Factors To Consider When Renting Medical Equipment

By Lila Bryant


With the shrinking margins in the practice of medical services, the individuals and institutions engaged are becoming heavily concerned. This is, to a great extent, contributed by the high cost of investment, particularly in acquiring the sophisticated machines and tools entailed. The high initial investment is just out of proportion, coupled with their high rate of depreciation and obsolescence. Yet to be able to offer the most attractive and satisfactory services to clients, some tools are indispensable. It is due to this reason that there is a paradigm shift towards renting medical equipment.

It is possible to finance your medical facility 100 percent by renting tools. Some of the medical implements offered for rental include; X-ray and ultrasound machines, surgery items, MRI machines, computers, imaging diagnostic tools and EMR software. There are however some considerations to be made before settling on the rental decision.

First and foremost, closely analyze the financial implications of both a buy and rent decision. This is the surest way to enhance the most effective financial decision. It entails the prices of the concerned products across various major manufacturers and dealers while comparing with lease quotes from the medical leasing companies.

In order to undertake a complete financial analysis, ensure to gather all your pertinent financial information into one place. The data is then used to analyze the viability and feasibility of a particular investment. Gathering the data is particularly important as it enables you to identify and estimate the incremental cash flows associated with the investment. Incremental cash flows simply mean the additional expenses and revenues as a result of the investment. This indicates how a single investment will improve the overall performance of your business, as opposed to a mere analysis of whether a particular investment is profitable on its own.

The comparison should however not stop here. Further analyze the data with a break even analysis, a net present value analysis and a payback value analysis. With these analyses, you are furnished with both the short and long term financial implications of the particular investment. It also denotes the duration of time it will take to recoup the initial investment.
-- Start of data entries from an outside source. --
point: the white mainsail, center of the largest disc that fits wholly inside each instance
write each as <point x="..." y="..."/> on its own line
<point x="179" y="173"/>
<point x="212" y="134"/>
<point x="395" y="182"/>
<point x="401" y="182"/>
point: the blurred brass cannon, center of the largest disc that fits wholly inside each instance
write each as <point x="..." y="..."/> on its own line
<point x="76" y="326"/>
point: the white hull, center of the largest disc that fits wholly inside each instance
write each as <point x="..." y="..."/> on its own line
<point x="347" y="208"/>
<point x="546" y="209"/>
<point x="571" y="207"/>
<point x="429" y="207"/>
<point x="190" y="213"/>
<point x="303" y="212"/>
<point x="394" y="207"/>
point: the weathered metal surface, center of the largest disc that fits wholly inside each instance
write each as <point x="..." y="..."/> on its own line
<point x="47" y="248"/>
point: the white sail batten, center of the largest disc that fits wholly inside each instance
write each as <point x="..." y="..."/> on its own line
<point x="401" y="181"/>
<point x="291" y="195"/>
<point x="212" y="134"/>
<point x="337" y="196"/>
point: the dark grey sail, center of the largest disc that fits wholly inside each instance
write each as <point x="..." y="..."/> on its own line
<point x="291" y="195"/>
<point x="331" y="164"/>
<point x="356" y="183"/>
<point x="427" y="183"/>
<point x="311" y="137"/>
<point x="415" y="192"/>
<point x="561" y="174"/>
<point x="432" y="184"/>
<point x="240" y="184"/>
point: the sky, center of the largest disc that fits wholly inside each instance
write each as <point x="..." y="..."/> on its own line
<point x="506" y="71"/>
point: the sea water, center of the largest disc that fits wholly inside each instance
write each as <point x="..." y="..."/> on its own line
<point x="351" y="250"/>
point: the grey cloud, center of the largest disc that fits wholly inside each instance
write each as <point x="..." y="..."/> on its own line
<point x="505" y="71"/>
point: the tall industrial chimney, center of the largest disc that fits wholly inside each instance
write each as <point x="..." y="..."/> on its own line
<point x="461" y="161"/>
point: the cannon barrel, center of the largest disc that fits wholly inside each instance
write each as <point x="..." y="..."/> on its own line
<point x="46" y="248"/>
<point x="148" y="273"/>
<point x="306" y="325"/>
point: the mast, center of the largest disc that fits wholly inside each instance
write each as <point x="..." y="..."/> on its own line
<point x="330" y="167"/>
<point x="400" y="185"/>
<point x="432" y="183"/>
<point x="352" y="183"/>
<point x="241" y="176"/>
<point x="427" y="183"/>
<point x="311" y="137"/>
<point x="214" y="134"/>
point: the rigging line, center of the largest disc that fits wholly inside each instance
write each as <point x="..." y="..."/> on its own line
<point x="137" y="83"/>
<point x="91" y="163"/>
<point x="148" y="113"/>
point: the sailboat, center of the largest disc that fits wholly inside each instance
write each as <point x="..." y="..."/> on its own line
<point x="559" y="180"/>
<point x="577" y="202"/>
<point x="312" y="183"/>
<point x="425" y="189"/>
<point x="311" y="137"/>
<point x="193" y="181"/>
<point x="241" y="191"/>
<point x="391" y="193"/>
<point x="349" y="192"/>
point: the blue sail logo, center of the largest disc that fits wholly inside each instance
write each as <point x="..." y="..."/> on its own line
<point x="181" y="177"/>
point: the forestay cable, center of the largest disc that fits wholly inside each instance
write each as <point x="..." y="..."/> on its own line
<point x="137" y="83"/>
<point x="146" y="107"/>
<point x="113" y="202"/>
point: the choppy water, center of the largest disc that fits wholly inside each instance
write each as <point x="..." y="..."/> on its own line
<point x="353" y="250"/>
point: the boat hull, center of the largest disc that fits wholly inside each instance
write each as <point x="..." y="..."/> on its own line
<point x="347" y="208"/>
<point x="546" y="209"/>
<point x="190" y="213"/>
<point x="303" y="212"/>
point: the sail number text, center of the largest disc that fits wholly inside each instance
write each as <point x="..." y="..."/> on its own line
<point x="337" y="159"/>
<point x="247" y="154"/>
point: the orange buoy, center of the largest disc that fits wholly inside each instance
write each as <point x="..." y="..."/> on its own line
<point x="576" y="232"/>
While comparing a buy versus rent decision, you should put in mind that the rate of the lease, is determined by some other factors, some within while others beyond your control. An example of a controllable factor is the rental period. Consider the duration of rent and the financial implication associated.

Before renting, one should also consider the frequency of service (repair) and the type of the lease (capital or operating lease). For maintenance, consider the service schedule; the number of times and how convenient it is. Does it allow on-site servicing or must it be taken in for repair? Capital leases (with capital allowances and residual ownership) are more expensive compared to operating leases (are pure rental agreements).

The decision to buy or rent a medical appliance depends on determining which of the two choices is more beneficial especially for your practice. The best investment is one that fits well with your overall business plan and is quite promising compared to other investment opportunities, both on the short run and the long run.